Seville, August 3, 2007. The work entitled “Santa Rufina” by Velázquez, purchased by the Focus-Abengoa Foundation at the Sotheby’s auction held in London on 4 July, can be visited in the lower arched gallery of the Seville consistory, where portable temperature and humidity meters have been installed to guarantee the optimum preservation of the work. The upper gallery window has also been covered in order to create the correct light conditions.

In several months time the work of art will become part of the future Velázquez Research Centre, the result of a collaboration agreement between Seville city council and the Focus-Abengoa Foundation, at the Foundation’s headquarters. The scientific project is currently underway and will include various works of art from Seville city hall, including “La casulla de San Ildefonso” also by Velázquez, as well as other Sevillian baroque masters. The project has two highly reputed scientific advisors, the art historian Benito Navarrete and the honorary director of the Prado Museum and member of the Royal Academy of History, Alfonso E. Pérez Sánchez.

Visiting times
Monday to Friday: 10.00 am – 1.30 pm / 5.00 pm – 7.30 pm
Saturday: 10.00 am - 1.30 pm

Free entry

Santa Rufina. Diego Velázquez 1628-29.

The painting “Saint Rufina”, recovered for the city of Seville, has had an eventful history. Painted by Velázquez in 1628-29, soon after he arrived at the Spanish court, this work was probably commissioned by a Sevillian citizen living in Madrid, with the memory of his time in Seville still fresh and recent. The girl’s melancholic gaze clearly indicates that the painting is a “divine portrait” of someone close to him.

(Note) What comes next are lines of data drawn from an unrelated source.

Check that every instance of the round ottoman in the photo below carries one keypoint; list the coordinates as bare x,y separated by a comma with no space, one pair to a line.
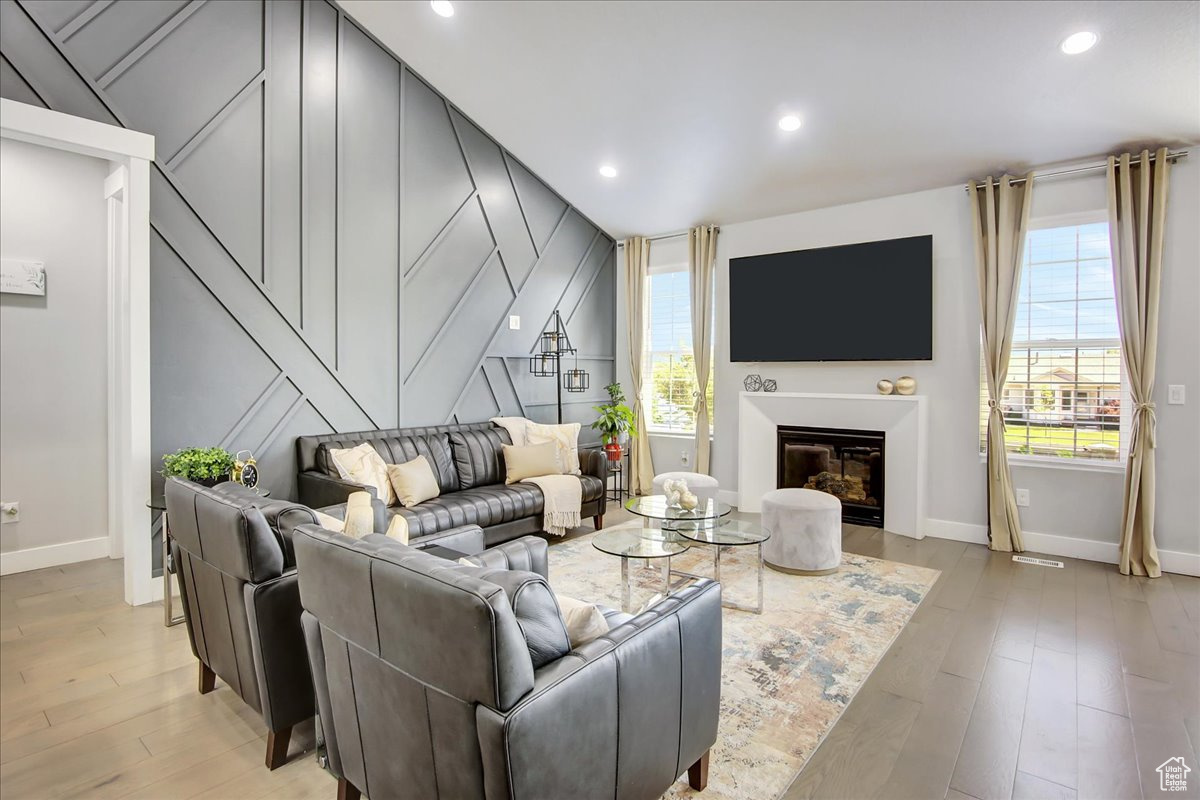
805,531
702,486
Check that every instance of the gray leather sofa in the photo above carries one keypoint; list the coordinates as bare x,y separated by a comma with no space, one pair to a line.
469,467
232,552
441,680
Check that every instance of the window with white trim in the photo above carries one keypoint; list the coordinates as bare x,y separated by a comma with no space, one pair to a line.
669,367
1063,398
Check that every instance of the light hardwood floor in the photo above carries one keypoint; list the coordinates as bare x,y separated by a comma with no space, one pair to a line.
1011,681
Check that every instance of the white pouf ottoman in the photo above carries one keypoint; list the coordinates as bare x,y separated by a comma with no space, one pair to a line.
702,486
805,531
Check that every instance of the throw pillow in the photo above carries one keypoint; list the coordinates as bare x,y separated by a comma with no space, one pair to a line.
413,481
583,620
565,438
364,465
532,461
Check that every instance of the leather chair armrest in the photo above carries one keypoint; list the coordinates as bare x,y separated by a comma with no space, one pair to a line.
318,489
641,701
281,661
527,553
467,540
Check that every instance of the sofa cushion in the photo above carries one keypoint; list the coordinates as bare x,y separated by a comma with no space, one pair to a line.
478,456
400,450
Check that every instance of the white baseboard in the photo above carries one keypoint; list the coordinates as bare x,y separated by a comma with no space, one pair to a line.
39,558
1066,546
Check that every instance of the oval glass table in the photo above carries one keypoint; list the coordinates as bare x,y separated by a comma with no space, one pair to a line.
705,524
639,541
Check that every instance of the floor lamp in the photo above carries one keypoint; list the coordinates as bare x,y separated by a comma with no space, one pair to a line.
553,346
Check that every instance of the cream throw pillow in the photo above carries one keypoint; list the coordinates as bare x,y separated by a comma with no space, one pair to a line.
583,620
364,465
532,461
565,438
413,481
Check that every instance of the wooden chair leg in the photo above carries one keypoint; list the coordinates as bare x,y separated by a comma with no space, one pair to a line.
208,679
697,774
277,747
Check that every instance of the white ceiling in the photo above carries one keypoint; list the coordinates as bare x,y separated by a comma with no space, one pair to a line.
684,97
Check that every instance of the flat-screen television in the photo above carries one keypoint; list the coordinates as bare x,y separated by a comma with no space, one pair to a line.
873,301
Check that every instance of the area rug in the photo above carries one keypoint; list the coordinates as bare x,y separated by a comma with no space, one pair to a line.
786,674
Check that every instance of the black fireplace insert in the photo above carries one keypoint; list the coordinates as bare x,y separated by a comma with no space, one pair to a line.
847,464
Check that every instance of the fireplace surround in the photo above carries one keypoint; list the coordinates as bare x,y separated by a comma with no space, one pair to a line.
845,463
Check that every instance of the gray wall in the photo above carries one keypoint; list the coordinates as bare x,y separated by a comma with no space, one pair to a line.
334,246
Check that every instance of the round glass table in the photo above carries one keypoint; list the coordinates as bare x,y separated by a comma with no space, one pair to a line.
637,541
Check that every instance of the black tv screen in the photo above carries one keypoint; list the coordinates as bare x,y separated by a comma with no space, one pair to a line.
871,301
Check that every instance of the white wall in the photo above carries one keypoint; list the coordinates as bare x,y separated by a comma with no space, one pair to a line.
53,353
1084,506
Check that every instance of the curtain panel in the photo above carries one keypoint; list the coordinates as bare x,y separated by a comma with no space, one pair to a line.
701,257
1001,216
1137,190
637,257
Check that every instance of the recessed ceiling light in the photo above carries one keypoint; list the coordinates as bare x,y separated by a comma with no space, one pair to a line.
1079,42
790,122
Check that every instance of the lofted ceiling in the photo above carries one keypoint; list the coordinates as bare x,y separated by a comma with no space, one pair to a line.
684,97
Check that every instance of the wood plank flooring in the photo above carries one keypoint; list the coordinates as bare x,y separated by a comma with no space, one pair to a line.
1011,681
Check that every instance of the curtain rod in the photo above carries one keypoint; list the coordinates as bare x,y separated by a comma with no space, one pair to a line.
1085,168
675,235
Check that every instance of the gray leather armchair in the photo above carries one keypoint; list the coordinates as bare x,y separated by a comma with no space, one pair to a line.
441,680
232,551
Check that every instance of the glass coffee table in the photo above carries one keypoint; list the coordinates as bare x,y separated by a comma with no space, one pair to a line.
639,542
706,524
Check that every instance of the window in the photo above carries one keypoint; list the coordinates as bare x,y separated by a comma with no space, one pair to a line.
669,367
1063,397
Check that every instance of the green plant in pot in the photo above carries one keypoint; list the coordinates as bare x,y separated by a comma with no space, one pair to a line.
203,465
616,420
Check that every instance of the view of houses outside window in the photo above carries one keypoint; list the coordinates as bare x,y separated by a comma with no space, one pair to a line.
1063,395
669,383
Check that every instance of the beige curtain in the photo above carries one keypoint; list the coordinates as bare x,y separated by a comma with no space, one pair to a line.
1001,218
1137,218
637,257
701,256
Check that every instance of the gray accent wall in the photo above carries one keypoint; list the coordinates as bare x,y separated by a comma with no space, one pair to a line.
334,245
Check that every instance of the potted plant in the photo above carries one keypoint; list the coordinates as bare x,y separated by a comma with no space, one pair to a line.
616,420
203,465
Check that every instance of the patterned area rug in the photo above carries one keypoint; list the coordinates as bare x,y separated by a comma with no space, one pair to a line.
789,673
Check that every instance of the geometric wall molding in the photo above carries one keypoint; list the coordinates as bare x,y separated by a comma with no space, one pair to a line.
334,245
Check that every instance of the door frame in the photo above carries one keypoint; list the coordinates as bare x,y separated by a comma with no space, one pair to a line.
127,196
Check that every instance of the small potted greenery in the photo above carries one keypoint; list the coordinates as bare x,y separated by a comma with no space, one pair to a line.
203,465
616,420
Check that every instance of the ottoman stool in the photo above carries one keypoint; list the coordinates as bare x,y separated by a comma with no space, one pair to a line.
805,531
702,486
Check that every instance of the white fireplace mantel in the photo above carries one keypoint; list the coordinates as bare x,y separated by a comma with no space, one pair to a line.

The canvas was once part of the collection of Don Luis Méndez de Haro y Guzmán, Marquis of Carpio (1598-1661), where “Saint Rufina” was described exactly as we see her today. It later appeared in an inventory of works associated with the House of Alba, and in the late 18th century it was listed among the artworks owned by Goya’s friend, the enlightened scholar Sebastián Martínez, in his palace in Cadiz. The work later graced several 19th-century collections where it was always identified as Velázquez’s “Saint Rufina”, until the Marquis of Salamanca acquired it for his Madrid collection and catalogued it as a representation of “Saint Clare”, although the description, dimensions and authorship all remained unchanged. In 1867 the painting left Spain and was auctioned off in Paris as part of the Salamanca collection to the first Earl of Dudley, who took the piece to the United Kingdom. It was subsequently sold on to several different owners, sometimes as a painting by Murillo, and travelled to Buenos Aires, New York and London. Now it has returned to Seville to stay, after completing its final journey, as part of the cultural heritage of all Andalusians.